Científicos de la Universidad de Massachusetts, en Worcester, colaboraron ??con los investigadores del nuevo estudio, para buscar mutaciones genéticas en dos grandes familias, con una forma hereditaria de ELA.
Los investigadores utilizaron una técnica para decodificar sólo las partes que codifican proteínas de ADN, conocidas como exoma, lo que permite encontrar las regiones de ADN con mayor probabilidad de contener mutaciones causantes de enfermedades. Esta secuenciación profunda del exoma condujo a la identificación de varias mutaciones diferentes, en el gen de la profilina (PFN1), que sólo estaban presentes en los miembros de la familia que desarrollaron ELA.
Por otro lado, otras investigaciones, que han analizaron 272 casos hereditarios de ELA en todo el mundo, descubrieron mutaciones de profilina en un pequeño subgrupo de casos estudiados.
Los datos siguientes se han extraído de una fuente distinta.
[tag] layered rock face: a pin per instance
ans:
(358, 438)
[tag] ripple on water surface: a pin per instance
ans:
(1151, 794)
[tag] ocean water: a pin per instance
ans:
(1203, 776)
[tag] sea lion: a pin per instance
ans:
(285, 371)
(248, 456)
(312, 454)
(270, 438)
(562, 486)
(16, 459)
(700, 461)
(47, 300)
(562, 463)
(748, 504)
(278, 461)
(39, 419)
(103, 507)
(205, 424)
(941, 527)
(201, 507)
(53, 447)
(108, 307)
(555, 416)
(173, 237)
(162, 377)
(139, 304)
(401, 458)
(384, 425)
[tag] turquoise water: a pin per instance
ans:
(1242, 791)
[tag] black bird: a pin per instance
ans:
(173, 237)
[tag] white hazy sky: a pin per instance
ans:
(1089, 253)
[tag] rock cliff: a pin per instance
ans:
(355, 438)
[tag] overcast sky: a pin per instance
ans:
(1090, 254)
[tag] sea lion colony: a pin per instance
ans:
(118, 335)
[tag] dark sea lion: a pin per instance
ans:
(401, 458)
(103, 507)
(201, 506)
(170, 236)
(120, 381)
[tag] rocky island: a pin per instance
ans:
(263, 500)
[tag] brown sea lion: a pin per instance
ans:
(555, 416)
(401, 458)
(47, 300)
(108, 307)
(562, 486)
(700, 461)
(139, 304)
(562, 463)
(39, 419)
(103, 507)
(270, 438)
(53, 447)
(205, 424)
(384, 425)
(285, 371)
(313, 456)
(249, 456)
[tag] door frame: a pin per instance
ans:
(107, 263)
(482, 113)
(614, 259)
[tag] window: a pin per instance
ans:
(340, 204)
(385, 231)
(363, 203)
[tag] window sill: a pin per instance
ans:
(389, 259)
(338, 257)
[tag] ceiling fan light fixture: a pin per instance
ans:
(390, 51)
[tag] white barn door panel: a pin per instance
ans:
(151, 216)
La proteína profilina es clave en la creación y remodelación de los andamios de una célula nerviosa, o citoesqueleto. Después de identificar las mutaciones en PFN1, el gen codificador de la profilina, en los pacientes con ELA, los investigadores demostraron que estas mutaciones inhibían el crecimiento de los axones de las neuronas motoras cultivadas en el laboratorio.
Por otro lado, los autores también descubrieron que la profilina mutante se acumula en grupos de células nerviosas, como ocurre con otras proteínas anormales relacionadas con la ELA, el Parkinson y el Alzheimer. Las células neuronales con mutaciones en PFN1 también contenían agregados de una proteína conocida como TDP-43 -los grupos anormales de TDP-43 se encuentran en la mayoría de los casos de ELA.
El coautor John Landers, profesor de Neurología en la Universidad de Massachusetts, describe el estudio de la ELA hereditaria como un reto. Landers explica que "La ELA es una enfermedad de aparición tardía, y progresiva. A menos que se siga a una familia durante décadas, es difícil obtener muestras de ADN para su estudio; por lo tanto, fuimos muy afortunados al obtener muestras de ADN, con la ayuda de nuestros colaboradores, y de las familias afectadas".
Más de una docena de genes han sido vinculados a la ELA, y estos hallazgos apoyan estudios existentes que sugieren que las alteraciones del citoesqueleto de las células juegan un papel importante en la ELA, y otras enfermedades que afectan a las neuronas motoras.
Las neuronas motoras son células grandes con largos axones, conectadas con los músculos, y las proteínas de su citoesqueleto son especialmente importantes en el transporte de proteínas a lo largo del axón, hasta las zonas remotas de la neurona. La nueva información podría ser útil en el desarrollo de estrategias para la detección y el tratamiento de la ELA.
"En todos los genes causantes de que identificamos, buscamos vías comunes," afirma Landers, quien añade que, "cada vez que somos capaces de identificar un nuevo gen, tenemos otra pieza del rompecabezas, ya que cada uno de estos genes nos ayuda a entender lo que está pasando".